A group of history enthusiasts met on Sunday night outside the Mecure hotel in Winchester.
This is where, in an earlier building, John Keats stayed two hundred years ago.
On Sunday afternoon 19 September he walked out into the countryside before writing his his poem To Autumn.
At lunchtime some of us had heard the poem’s bicentenary marked on Radio 4’s World This Weekend with Edward Stourton walking to St Cross.
But we were on a Hyde 900 organised walk where it was being suggested that in 1819 Keats had been walking the start of the Pilgrims’ Way. His St Cross walk was maybe a regular route on other days.
First we followed Charles Ball’s 1818 Winchester walks book which Keats had read. It took us to the remains of Hyde Abbey which in 1819 was Hyde Farm with several thatched barns. These may be the ‘thatch-eves‘.
On Twitter Anna Mercer had just recalled Susan Wolfson’s claim that Keats was a “cat person”. We were delighted to meet two on leaving the Abbey.
Then we were on the Pilgrims’s Way, or St Swithun’s Way as it is known in Winchester, which follows Nuns Walk. We walked past blackberries and over conkers alongside one of Itchen braids hinted at by ‘river sallows‘. On a bridge we batted aside ‘small gnats‘.

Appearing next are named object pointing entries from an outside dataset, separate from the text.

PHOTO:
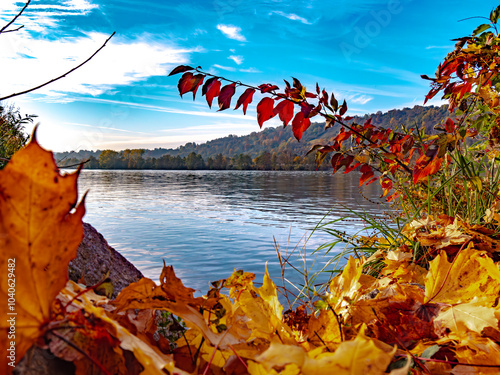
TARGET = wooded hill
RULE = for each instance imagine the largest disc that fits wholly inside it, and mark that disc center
(279, 141)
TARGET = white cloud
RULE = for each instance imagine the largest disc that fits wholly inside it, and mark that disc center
(237, 59)
(358, 98)
(232, 32)
(43, 15)
(228, 68)
(250, 70)
(440, 47)
(156, 108)
(121, 62)
(291, 16)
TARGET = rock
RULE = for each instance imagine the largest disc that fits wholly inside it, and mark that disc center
(95, 257)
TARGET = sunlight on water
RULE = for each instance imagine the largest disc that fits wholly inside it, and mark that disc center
(208, 223)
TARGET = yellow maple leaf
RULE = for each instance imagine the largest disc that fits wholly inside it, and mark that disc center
(465, 317)
(40, 230)
(358, 356)
(472, 272)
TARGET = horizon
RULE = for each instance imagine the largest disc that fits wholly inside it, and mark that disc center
(369, 52)
(244, 135)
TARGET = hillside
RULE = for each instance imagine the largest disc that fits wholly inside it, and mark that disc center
(278, 140)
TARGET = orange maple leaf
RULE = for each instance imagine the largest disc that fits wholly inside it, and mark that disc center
(40, 230)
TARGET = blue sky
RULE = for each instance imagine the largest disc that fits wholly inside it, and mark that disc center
(369, 52)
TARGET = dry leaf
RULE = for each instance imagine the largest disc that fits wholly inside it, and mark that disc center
(40, 230)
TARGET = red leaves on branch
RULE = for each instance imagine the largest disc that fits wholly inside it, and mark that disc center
(190, 82)
(225, 95)
(367, 173)
(285, 111)
(386, 184)
(267, 87)
(180, 69)
(343, 109)
(300, 125)
(211, 89)
(427, 164)
(265, 110)
(245, 99)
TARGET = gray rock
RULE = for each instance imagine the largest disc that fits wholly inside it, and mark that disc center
(95, 257)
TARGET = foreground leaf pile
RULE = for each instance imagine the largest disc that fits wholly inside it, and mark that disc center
(438, 316)
(421, 297)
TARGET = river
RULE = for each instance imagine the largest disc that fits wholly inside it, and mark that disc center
(208, 223)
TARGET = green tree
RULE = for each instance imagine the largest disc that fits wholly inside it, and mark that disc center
(12, 135)
(194, 161)
(110, 159)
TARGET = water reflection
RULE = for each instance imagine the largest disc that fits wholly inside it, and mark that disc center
(208, 223)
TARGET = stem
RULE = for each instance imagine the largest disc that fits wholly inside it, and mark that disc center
(2, 30)
(61, 76)
(81, 351)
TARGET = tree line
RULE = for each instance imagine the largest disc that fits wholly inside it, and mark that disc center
(134, 159)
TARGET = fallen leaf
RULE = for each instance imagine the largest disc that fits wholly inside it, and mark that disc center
(40, 230)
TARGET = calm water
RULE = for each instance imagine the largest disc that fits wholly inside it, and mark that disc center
(208, 223)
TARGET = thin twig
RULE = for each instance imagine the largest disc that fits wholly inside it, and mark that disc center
(326, 115)
(338, 322)
(73, 165)
(13, 30)
(2, 30)
(61, 76)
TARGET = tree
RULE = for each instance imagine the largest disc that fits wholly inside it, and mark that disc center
(110, 159)
(194, 161)
(12, 136)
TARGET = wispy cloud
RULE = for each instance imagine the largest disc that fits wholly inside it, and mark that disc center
(448, 47)
(40, 16)
(105, 128)
(237, 59)
(358, 98)
(232, 32)
(121, 62)
(155, 108)
(228, 68)
(291, 16)
(250, 70)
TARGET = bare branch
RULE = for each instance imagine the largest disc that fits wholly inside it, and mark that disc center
(2, 30)
(61, 76)
(13, 30)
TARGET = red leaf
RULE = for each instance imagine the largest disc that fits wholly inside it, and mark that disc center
(265, 110)
(211, 89)
(188, 83)
(180, 69)
(185, 83)
(386, 186)
(297, 84)
(300, 125)
(306, 108)
(367, 173)
(245, 99)
(449, 125)
(427, 164)
(352, 167)
(343, 108)
(198, 80)
(225, 95)
(267, 87)
(335, 161)
(285, 111)
(342, 136)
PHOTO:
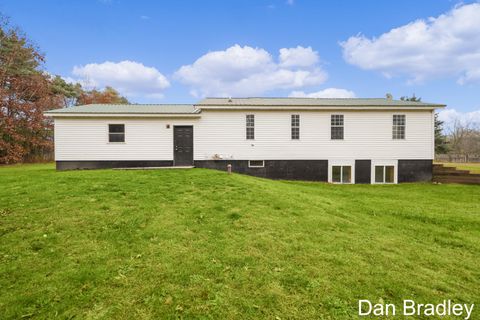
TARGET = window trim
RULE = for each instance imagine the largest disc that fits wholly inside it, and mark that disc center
(384, 173)
(254, 166)
(341, 164)
(247, 126)
(337, 126)
(396, 126)
(117, 133)
(296, 126)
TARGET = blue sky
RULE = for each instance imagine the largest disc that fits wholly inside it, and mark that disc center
(180, 51)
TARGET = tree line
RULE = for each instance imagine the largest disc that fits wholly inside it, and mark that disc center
(461, 139)
(27, 90)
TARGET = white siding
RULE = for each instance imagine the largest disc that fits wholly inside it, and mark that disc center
(367, 135)
(87, 139)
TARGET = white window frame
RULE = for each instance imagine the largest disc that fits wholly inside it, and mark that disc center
(247, 126)
(294, 126)
(337, 126)
(388, 162)
(396, 126)
(342, 163)
(253, 166)
(124, 133)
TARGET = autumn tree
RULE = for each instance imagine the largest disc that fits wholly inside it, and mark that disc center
(25, 93)
(67, 92)
(108, 95)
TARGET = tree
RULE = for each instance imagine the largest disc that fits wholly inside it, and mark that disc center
(108, 95)
(441, 145)
(25, 93)
(68, 92)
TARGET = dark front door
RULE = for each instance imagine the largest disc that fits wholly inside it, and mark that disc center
(183, 146)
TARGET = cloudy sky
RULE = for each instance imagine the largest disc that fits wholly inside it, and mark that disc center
(181, 51)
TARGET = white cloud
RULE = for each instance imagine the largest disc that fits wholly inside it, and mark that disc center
(243, 71)
(130, 78)
(298, 57)
(445, 46)
(326, 93)
(449, 116)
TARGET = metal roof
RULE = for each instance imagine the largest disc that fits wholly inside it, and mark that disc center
(128, 109)
(314, 102)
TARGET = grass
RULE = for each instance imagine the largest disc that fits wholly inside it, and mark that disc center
(203, 244)
(473, 167)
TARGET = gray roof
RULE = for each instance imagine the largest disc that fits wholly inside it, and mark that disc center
(129, 109)
(314, 102)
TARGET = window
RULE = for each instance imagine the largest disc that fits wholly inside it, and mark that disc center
(384, 174)
(116, 133)
(256, 163)
(398, 126)
(337, 126)
(250, 126)
(342, 174)
(295, 126)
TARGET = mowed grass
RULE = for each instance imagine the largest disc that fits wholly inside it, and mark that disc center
(473, 167)
(203, 244)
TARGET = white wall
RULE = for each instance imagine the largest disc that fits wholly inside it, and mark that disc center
(367, 135)
(87, 139)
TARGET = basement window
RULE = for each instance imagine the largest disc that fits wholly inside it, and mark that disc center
(342, 174)
(116, 133)
(384, 174)
(256, 163)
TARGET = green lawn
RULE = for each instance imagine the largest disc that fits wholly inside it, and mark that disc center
(203, 244)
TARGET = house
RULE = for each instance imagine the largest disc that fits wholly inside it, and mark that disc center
(334, 140)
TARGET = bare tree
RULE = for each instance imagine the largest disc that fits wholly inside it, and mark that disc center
(464, 138)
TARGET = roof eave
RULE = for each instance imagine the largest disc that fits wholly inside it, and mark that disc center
(121, 115)
(253, 107)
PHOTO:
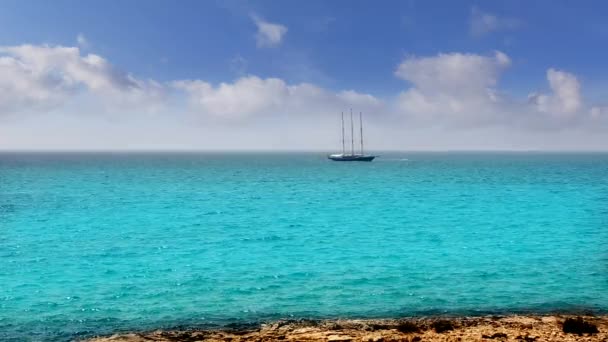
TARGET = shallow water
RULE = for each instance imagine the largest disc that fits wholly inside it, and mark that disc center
(94, 243)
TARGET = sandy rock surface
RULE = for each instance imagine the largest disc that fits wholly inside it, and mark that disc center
(507, 328)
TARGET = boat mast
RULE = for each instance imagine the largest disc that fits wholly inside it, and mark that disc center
(343, 148)
(352, 134)
(361, 126)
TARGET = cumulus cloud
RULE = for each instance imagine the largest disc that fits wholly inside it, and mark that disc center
(251, 95)
(565, 98)
(447, 92)
(82, 41)
(482, 23)
(43, 77)
(452, 86)
(268, 34)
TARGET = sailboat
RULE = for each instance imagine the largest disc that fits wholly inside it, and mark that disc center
(352, 156)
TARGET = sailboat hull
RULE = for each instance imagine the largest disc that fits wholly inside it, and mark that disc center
(351, 158)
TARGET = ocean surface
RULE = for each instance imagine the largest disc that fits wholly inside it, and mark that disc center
(99, 243)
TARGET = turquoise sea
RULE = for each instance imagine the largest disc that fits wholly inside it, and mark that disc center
(100, 242)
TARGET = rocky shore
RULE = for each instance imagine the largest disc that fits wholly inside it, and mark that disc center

To the right were water meadows where sheep were once reared in large numbers – the ‘full-grown lambs‘.
To the left was the Abbey’s former farm Abbots Barton and its stone barn. Crab apples, or ‘apples‘, were cascading from one side.
Was Keats trying the first mile or so of the Pilgrims’ Way before his death in Rome two years later?
Starting a pilgrimage from Winchester now has a new resonance.
The Hyde 900 annual King Alfred weekend is at the end of October. Saturday 26 October is King Alfred Day in the calendar and Alfred was buried at Hyde Abbey.